Nevo Y, Pestronk A, Kornberg A J, Connolly A M, Yee W C, Iqbal I, Shield L K
Department of Neurology, Barnes Hospital, Washington University School of Medicine, St. Louis, MO, USA.
Neurology. 1996 Jul;47(1):98-102. doi: 10.1212/wnl.47.1.98.
Chronic inflammatory demyelinating neuropathy (CIDP) is a rare disease in childhood. We reviewed the clinical characteristics, response to therapy, and long-term prognosis in 13 children (1.5 to 16 years of age) diagnosed with CIDP at Washington University Medical Center, St. Louis, and the Royal Children's Hospital, Melbourne, Australia, between 1979 and 1994. The most common presenting symptom (in 11/13 [85%]) was lower extremity weakness associated with difficulty in walking. Preceding events within 1 months of onset, mostly intercurrent infections or vaccinations, occurred in seven children (54%). The disease was monophasic in three children (23%). One relapse occurred in four (30%) and multiple relapses in six (46%). All patients had at least short-term response to steroids. Three children (23%) recovered completely during the first year. Ten children (77%) had residual weakness after an average follow-up of 6 years. There seems to be two populations of children with CIDP. One subgroup, with a favorable prognosis, progressed to peak disability over less than 3 months; these children often have a monophasic course with complete resolution of symptoms and signs and withdrawal from all medications by 1 year after onset. A second subgroup progressed for 3 months or longer; these children all required substantial does of prednisone for prolonged periods and had considerable long-term morbidity with persistent weakness.

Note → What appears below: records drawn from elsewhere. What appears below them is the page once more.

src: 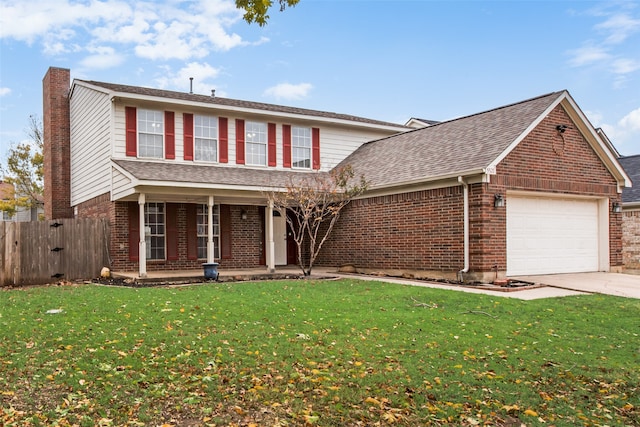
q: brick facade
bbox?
[317,106,622,281]
[42,67,73,219]
[622,210,640,270]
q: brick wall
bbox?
[110,202,263,271]
[317,106,622,280]
[622,211,640,270]
[316,187,464,271]
[42,67,73,220]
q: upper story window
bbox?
[291,126,311,169]
[244,122,267,166]
[194,115,218,162]
[138,109,164,159]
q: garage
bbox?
[507,196,608,276]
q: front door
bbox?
[273,209,287,265]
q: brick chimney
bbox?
[42,67,73,220]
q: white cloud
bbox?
[0,0,250,61]
[618,108,640,132]
[155,62,222,95]
[569,46,611,67]
[611,58,640,74]
[264,83,313,100]
[595,13,640,44]
[80,46,124,69]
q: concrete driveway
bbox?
[511,272,640,299]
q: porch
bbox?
[111,265,338,284]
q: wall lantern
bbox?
[611,202,622,213]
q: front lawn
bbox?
[0,280,640,426]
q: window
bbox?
[194,116,218,162]
[291,126,311,169]
[198,205,220,259]
[138,110,164,159]
[144,203,165,260]
[244,122,267,166]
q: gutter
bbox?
[458,176,469,282]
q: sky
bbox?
[0,0,640,159]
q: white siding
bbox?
[113,103,400,171]
[111,168,131,200]
[70,86,111,206]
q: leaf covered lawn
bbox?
[0,280,640,426]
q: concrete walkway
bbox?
[513,272,640,298]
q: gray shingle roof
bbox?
[113,160,324,189]
[618,154,640,203]
[341,92,564,188]
[76,80,410,129]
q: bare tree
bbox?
[0,115,44,214]
[267,165,368,276]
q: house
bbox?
[43,68,630,281]
[618,155,640,270]
[43,67,408,276]
[318,91,630,282]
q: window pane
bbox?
[194,115,218,162]
[197,205,220,259]
[291,126,311,169]
[245,122,267,166]
[138,109,164,158]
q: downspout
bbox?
[458,176,469,282]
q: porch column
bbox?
[267,200,276,273]
[207,196,215,263]
[138,193,147,277]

慢性炎症性脱髓鞘性多发性神经病(CIDP)在儿童中是一种罕见疾病。我们回顾了1979年至1994年间在华盛顿大学医学院(圣路易斯)以及澳大利亚墨尔本皇家儿童医院被诊断为CIDP的13名儿童(年龄在1.5至16岁之间)的临床特征、治疗反应及长期预后情况。最常见的首发症状(11/13 [85%])是下肢无力伴行走困难。7名儿童(54%)在发病1个月内有前驱事件,大多是并发感染或接种疫苗。3名儿童(23%)病情为单相性。4名儿童(30%)复发1次,6名儿童(46%)多次复发。所有患者对类固醇至少有短期反应。3名儿童(23%)在第一年完全康复。平均随访6年后,10名儿童(77%)仍有残留无力症状。似乎有两类CIDP患儿。一个亚组预后良好,在不到3个月的时间里发展至最大残疾程度;这些儿童通常病程为单相性,症状和体征完全消退,发病后1年内停用所有药物。第二个亚组病程持续3个月或更长时间;这些儿童都需要长期大量使用泼尼松,并且长期存在明显的发病率,伴有持续无力症状。